Der Wahlsieg des Partito Democratico (PD) macht nicht alle nur happy. Warum, erklärt Marta Collot von der neuen Linkspartei Potere al Popolo.
MARTA COLLOT: Klavierlehrerin, Gelegenheitsjobberin und Linksaktivistin. (Foto: ZVG)
Aufatmen nach den Regionalwahlen in der Emilia-Romagna. Matteo Salvinis rechtsextremer Lega ist es nicht gelungen, die einstige rote Hochburg einzunehmen. Sozialdemokrat Stefano Bonaccini bleibt Präsident der norditalienischen Industrie- und Handelsregion.

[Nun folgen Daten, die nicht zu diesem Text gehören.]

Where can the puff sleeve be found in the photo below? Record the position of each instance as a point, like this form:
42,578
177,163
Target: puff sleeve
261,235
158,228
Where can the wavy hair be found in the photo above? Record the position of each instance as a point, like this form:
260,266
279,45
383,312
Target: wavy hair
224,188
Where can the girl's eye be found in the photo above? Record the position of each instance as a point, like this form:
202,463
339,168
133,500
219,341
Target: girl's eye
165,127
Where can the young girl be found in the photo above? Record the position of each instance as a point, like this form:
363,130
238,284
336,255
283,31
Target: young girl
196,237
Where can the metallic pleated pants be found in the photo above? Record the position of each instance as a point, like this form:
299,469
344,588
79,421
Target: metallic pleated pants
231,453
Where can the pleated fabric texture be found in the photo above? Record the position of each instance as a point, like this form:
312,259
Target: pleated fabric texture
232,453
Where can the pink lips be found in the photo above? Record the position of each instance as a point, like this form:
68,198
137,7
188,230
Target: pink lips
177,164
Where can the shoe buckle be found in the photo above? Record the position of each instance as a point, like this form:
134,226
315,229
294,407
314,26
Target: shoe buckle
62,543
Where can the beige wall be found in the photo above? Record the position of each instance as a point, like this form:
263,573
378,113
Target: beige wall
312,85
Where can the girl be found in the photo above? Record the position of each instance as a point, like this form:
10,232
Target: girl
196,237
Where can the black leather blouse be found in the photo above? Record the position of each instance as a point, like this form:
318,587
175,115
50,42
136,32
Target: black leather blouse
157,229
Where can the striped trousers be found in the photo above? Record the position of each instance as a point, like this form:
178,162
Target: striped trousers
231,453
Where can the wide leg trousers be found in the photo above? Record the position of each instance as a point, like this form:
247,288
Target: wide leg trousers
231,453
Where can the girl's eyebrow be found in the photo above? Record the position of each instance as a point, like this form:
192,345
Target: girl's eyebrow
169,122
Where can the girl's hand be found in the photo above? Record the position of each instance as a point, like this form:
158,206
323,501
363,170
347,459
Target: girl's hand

FAST GLEICHAUF. Keine Freudensprünge macht deswegen Marta Collot (26) von der drei Jahre jungen Bewegungspartei Potere al Popolo (PaP). Die Klavierlehrerin und Gelegenheitsjobberin kandidierte selbst für das Präsidialamt, hatte aber mit bloss 8048 Stimmen keine Chance. Trotzdem spricht sie nicht aus Missgunst oder Groll, wenn sie sagt: «In der Emilia-Romagna hat weder die Linke gewonnen noch die Rechte verloren.» Eine gewagte Interpretation angesichts des Wahlsiegs von PD-Mann Bonaccini. Andererseits zeigt die Statistik: Im Vergleich zu den letzten Regionalwahlen von 2014 verlor der sozialdemokratische Partito Democratico (PD) 12,5 Prozent Wähleranteile. Fast so viel, wie die Lega dazugewann. Mit je etwas über 30 Prozent liegen die beiden Parteien mittlerweile fast gleichauf.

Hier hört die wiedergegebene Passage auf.